Category winner: Henkel: Building a Winning Culture
Who – the protagonist
Kasper Rorsted, appointed CEO of Henkel in 2008. He was the company’s youngest ever CEO and as a native of Denmark, the first to be born outside Germany or Austria.
Fritz Henkel founded what would become modern-day Henkel in 1876 to manufacture a new laundry detergent. By the 1920s, the company had become a leading German detergent producer and diversified into glues. Most of the company’s infrastructure was destroyed in World War Two, but Henkel re-opened several plants to sell personal care products as well as detergent and adhesives. By 2008, sales had grown to €14 billion across 125 countries.
When Kasper took over, Henkel was reporting comfortable growth and profits, but many analysts, and some company executives, saw Henkel as complacent and lacking a competitive spirit. One insider referred to Henkel as ‘the happy underperformer’.
To catalyse the organisation and signal his commitment to change, Rorsted called a press conference in November 2008 to announce a set of ambitious four-year financial goals for sales growth, EBIT margins (earnings before interest and taxes), and EPS (earnings per share).
Henkel was originally established in Düsseldorf in western Germany. In 2008, only 20% of its 55,000 global employees were based in Germany, but the company had preserved its German, family-owned roots. Most of the executive team was German, and the Henkel family played an active role in the company’s shareholder committee.
‘Staying where we are is no longer an option. We either move up or move down: we either become relevant or we will be made irrelevant.’ – Kasper Rorsted
Kasper knew that his ambitious financial goals could only be achieved by transforming the complacency at Henkel into what he called a ‘winning culture’. This comprised two major initiatives: redefining Henkel’s vision and values, and implementing a new performance management system to strengthen management capabilities and increase accountability. How should Kasper tackle these enormous worldwide challenges?

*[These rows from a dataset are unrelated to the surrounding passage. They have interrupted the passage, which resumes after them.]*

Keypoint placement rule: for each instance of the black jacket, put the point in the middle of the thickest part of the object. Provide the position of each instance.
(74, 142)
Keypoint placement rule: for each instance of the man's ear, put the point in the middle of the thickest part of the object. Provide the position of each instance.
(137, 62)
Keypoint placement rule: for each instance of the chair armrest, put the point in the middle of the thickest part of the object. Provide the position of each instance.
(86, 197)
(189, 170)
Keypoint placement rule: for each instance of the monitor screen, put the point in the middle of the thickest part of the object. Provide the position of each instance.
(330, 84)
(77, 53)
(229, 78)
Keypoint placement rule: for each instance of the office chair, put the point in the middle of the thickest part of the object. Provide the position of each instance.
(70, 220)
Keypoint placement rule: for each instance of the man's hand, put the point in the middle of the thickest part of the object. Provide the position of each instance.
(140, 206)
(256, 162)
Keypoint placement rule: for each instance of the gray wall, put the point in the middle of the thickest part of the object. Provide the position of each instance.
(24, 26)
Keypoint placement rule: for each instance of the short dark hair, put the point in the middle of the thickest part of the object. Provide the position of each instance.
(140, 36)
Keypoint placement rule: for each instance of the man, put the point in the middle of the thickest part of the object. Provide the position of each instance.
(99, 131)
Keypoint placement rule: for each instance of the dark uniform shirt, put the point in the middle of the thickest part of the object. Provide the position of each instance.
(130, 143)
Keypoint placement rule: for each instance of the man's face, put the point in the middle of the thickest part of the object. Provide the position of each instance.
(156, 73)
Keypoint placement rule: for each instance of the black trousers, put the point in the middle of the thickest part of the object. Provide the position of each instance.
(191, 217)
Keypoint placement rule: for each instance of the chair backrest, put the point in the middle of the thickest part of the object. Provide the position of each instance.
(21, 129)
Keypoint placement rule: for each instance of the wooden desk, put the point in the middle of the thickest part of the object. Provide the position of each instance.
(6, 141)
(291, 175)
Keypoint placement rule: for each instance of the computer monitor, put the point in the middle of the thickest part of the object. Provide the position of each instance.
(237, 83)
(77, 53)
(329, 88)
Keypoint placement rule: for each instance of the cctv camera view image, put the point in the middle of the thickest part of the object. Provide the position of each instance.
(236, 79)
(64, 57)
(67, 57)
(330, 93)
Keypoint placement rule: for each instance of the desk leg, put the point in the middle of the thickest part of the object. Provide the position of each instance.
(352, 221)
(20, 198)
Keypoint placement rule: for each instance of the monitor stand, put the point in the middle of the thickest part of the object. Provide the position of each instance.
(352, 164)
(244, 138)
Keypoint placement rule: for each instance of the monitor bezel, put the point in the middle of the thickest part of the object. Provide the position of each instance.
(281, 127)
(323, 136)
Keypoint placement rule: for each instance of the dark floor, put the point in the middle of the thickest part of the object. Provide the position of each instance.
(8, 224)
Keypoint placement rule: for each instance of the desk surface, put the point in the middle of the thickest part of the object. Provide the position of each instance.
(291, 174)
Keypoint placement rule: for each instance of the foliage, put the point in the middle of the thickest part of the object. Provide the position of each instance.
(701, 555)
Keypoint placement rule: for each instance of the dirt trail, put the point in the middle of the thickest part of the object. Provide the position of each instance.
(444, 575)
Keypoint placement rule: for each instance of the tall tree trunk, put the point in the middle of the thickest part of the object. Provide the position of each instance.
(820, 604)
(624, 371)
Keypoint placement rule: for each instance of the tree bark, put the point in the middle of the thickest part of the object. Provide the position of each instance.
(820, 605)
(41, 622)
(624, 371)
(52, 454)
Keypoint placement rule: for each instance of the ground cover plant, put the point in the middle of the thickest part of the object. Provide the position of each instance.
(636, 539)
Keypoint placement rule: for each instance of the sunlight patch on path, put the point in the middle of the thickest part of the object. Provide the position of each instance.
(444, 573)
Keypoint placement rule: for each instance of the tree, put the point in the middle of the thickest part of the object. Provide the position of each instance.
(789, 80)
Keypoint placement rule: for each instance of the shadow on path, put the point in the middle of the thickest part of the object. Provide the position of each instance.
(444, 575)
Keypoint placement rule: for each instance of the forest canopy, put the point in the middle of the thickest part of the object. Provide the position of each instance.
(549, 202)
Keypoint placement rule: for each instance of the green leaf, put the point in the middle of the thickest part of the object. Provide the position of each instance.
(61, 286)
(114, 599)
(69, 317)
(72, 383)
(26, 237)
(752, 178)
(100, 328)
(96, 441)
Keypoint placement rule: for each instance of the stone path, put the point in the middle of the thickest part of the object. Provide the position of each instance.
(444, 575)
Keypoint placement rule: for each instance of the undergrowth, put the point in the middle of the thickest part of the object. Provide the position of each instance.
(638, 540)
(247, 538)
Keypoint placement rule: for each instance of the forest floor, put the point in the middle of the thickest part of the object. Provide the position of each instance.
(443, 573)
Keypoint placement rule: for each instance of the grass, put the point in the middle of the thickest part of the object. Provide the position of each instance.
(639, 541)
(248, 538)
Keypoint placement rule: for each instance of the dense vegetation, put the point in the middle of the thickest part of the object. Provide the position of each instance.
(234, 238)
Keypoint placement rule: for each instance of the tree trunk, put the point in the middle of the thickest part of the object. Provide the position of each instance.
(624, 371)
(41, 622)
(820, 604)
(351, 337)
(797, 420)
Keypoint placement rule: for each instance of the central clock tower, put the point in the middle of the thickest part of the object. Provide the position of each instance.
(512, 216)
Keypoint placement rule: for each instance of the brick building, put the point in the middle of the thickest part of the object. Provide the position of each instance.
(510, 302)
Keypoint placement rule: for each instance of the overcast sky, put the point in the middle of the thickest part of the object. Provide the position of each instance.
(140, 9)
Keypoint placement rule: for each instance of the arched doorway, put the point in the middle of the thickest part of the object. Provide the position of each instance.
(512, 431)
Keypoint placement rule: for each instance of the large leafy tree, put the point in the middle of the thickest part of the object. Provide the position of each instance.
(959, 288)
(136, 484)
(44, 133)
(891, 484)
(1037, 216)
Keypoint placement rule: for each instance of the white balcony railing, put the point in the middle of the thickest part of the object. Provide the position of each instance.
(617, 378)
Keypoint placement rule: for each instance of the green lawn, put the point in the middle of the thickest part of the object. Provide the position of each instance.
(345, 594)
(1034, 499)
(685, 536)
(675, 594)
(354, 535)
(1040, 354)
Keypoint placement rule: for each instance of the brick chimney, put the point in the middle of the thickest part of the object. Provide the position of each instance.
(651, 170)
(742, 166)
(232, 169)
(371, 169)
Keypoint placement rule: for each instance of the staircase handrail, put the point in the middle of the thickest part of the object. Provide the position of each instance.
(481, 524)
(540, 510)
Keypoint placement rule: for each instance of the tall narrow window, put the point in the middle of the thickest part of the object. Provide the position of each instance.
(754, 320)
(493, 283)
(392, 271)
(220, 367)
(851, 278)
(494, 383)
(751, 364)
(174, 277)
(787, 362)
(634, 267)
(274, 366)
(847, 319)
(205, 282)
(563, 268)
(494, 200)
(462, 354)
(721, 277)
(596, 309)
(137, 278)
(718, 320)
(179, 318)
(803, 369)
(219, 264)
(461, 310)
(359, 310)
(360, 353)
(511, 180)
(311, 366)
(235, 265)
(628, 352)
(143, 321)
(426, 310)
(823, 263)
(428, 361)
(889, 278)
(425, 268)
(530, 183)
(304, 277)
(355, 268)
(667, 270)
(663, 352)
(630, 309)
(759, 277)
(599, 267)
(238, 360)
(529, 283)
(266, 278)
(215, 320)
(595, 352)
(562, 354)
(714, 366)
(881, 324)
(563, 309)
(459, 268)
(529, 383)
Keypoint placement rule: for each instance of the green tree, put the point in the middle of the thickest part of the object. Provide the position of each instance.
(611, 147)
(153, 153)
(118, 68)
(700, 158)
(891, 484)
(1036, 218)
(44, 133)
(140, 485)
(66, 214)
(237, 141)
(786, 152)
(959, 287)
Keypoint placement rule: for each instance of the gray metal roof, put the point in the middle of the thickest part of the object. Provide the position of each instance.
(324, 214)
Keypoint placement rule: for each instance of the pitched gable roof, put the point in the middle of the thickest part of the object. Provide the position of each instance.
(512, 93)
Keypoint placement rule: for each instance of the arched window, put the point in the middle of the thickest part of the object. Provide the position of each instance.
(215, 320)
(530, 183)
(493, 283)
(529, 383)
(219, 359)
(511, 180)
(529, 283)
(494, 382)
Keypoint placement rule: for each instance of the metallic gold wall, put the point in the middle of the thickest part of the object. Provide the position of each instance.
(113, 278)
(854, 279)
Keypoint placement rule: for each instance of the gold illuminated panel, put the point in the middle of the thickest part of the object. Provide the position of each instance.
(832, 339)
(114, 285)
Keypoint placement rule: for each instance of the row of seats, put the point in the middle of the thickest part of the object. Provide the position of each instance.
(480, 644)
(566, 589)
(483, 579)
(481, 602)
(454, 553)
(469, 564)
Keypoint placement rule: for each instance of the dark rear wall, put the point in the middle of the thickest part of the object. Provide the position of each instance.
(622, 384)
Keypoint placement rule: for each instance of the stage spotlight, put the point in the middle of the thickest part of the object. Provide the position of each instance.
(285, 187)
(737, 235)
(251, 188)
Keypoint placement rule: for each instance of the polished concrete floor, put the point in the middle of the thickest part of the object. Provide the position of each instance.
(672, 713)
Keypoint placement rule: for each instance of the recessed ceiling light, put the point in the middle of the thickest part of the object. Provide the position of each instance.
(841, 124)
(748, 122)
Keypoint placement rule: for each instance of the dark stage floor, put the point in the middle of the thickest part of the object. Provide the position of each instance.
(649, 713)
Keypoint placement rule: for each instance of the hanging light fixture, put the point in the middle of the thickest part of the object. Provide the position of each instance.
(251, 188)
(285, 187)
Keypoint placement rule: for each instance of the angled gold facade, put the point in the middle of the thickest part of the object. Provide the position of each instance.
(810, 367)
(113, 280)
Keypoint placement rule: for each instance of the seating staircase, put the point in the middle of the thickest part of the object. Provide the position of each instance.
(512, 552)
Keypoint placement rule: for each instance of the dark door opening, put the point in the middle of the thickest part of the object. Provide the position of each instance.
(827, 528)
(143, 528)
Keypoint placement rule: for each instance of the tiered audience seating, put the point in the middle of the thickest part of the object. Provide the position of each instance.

Robert L. Simons and Natalie Kindred
This case was written with a specific course in mind, but it’s also suitable for teaching a number of other topics.
MBA and executive education
‘Thank you so much for this award,’ says Bob. ‘Natalie and I are very pleased to learn that our case is proving to be popular with educators around the world.’
Over the past 30 years, Bob has taught accounting, management control, and strategy execution courses in both the Harvard MBA and executive education programmes. This award-winning case was originally written for Bob’s ‘Designing Competitive Organisations’ second-year MBA course, which he will be teaching again during 2017/2018 along with ‘Driving Corporate Performance’, a programme for general managers and financial executives.
However, as the accompanying teaching note points out, the case is also suitable for courses on management control systems, change management, organisational behaviour, and the consumer products industry.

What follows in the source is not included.